BE IT ENACTED BY THE LEGISLATURE OF THE STATE OF HAWAII:
SECTION 1. The legislature finds that, because of the recent Navahine F. v. Hawaiʻi Department of Transportation CIV. NO. 1CCV-24-0000631 (Hawaiʻi Cir. Ct.) settlement, there is a clear need for the State to take meaningful and coordinated action to reduce its greenhouse gas emissions, particularly within the transportation sector. The settlement underscores the State's constitutional responsibility to ensure a life‑sustaining climate for current and future generations. It also calls for the development and implementation of a comprehensive energy security and waste reduction plan to guide decarbonization efforts over the next twenty years, including the adoption of sustainable aviation fuel as a key strategy.

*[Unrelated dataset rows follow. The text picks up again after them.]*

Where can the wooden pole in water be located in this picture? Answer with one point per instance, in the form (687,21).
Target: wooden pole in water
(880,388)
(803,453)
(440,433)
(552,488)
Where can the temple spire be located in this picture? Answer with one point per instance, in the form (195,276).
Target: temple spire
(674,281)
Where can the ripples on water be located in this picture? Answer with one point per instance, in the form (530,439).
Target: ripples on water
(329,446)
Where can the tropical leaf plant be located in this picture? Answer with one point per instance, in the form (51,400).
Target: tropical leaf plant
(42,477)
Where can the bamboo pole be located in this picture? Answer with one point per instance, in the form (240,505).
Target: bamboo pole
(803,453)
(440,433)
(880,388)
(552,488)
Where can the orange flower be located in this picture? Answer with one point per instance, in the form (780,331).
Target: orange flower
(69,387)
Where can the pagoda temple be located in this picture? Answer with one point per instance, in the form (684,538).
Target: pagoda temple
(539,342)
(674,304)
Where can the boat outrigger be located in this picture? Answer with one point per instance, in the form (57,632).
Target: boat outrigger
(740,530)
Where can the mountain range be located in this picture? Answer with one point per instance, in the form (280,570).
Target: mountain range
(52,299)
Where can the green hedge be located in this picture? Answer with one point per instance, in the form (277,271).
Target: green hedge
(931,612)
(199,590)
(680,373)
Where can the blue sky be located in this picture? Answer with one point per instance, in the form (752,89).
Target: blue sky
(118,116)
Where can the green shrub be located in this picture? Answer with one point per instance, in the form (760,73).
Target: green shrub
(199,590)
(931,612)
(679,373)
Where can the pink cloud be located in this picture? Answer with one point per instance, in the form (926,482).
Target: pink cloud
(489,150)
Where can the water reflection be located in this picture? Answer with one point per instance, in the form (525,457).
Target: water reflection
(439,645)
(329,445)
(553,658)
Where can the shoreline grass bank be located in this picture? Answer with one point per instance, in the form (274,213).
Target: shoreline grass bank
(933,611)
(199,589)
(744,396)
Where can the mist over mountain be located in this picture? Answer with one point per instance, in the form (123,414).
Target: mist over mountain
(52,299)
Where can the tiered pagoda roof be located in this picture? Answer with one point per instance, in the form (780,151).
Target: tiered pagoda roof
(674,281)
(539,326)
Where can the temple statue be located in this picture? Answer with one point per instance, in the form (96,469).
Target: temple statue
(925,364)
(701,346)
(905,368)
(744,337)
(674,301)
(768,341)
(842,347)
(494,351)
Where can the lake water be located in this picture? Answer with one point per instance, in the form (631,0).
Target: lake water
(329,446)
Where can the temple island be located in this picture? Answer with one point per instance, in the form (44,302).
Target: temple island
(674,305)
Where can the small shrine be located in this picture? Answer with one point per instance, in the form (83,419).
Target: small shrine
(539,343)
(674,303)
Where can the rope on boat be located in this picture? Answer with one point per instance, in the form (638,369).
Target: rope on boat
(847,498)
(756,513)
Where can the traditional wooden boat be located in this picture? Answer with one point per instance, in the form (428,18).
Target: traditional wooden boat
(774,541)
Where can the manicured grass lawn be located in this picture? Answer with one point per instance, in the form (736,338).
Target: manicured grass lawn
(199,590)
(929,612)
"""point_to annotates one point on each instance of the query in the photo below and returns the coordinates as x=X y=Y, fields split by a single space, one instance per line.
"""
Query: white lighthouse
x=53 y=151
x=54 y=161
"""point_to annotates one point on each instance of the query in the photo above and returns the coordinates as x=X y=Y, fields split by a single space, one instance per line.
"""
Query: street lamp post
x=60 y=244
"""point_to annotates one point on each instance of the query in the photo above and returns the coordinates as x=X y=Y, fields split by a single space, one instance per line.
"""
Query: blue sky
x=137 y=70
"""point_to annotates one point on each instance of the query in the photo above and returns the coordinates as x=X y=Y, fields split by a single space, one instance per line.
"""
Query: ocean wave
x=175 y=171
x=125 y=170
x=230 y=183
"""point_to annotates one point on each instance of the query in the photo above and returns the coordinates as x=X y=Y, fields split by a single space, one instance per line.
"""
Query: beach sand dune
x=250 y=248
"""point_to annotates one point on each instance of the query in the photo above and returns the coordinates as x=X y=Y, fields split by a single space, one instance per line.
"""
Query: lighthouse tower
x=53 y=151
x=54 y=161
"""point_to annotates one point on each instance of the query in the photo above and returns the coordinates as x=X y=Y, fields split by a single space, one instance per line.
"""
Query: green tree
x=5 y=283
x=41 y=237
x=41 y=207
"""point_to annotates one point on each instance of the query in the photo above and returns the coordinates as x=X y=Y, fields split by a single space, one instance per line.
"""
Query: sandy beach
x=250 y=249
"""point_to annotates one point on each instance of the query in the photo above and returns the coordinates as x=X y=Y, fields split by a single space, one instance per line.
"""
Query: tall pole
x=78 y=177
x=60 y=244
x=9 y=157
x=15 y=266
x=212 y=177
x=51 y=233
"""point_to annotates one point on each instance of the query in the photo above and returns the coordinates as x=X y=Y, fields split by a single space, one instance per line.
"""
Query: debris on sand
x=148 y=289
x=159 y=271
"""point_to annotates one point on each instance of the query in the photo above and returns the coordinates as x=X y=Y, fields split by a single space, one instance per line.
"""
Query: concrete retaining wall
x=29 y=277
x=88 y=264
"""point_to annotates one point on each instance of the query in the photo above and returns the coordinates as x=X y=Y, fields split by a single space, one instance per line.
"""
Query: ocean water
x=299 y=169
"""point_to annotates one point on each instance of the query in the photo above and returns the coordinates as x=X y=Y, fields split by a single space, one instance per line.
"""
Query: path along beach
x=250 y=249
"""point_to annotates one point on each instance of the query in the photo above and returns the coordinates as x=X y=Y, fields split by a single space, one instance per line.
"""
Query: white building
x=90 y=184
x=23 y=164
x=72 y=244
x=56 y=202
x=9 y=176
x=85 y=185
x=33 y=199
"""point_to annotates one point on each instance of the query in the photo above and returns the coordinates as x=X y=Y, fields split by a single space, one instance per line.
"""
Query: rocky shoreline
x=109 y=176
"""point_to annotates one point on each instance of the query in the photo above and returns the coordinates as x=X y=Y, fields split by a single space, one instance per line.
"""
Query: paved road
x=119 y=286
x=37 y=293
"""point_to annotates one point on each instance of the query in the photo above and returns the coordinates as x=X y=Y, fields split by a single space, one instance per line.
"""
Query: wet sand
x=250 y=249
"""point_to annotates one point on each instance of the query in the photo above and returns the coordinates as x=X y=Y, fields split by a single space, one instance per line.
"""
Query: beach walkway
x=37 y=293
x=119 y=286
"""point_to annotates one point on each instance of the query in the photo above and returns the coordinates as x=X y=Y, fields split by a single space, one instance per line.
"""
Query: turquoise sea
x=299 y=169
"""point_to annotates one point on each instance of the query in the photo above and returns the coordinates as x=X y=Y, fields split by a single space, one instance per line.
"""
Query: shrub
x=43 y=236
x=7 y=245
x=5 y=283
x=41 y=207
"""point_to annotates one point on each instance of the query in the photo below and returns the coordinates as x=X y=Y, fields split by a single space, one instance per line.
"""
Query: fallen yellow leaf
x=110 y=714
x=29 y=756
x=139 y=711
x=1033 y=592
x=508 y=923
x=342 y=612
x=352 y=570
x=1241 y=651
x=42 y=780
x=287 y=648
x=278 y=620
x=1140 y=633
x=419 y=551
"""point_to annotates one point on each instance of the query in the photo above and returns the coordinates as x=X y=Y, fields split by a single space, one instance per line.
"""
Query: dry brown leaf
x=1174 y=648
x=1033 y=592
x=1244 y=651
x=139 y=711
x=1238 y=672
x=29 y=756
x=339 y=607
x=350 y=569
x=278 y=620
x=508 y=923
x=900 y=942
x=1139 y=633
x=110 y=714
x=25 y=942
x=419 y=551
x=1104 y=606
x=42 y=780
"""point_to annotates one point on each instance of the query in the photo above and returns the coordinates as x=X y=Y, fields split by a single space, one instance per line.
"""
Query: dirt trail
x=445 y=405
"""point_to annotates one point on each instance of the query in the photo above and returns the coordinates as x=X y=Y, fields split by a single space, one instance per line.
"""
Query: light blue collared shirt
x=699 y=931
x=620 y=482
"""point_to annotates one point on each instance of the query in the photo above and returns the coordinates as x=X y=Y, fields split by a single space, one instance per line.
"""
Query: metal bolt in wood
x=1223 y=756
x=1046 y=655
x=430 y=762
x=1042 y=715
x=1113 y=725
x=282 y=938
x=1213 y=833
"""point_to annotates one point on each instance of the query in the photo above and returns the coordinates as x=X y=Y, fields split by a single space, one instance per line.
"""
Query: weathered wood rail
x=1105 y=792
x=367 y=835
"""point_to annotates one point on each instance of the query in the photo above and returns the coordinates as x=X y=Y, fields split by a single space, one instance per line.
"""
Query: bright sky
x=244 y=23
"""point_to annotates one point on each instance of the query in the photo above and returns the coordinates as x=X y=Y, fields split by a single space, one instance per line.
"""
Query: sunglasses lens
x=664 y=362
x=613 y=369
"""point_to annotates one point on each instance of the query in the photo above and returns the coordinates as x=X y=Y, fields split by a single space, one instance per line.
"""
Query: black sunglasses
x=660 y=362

The legislature further finds that the transportation sector is the single largest contributor to greenhouse gas emissions in Hawaii, accounting for forty-eight per cent of statewide emissions, well above the national average. Within that sector, aviation plays a critical role, supporting commerce, tourism, and essential interisland travel, and contributes significantly to overall emissions. Hawaii consumes approximately seventeen million barrels, or seven hundred fourteen million gallons of jet fuel annually. Transitioning this system away from fossil fuels is essential to achieving the State's climate goals. Even producing a modest portion of that fuel locally, using renewable feedstocks, can yield outsized benefits, stimulating local agriculture, creating economic opportunities, reducing emissions, and building energy resilience. Rather than continuing to grow the State's annual fossil fuel demand by small increments each year, Hawaii has the opportunity to stop that trajectory and instead take a bold, measurable step toward emissions reduction and local sustainability in a single year.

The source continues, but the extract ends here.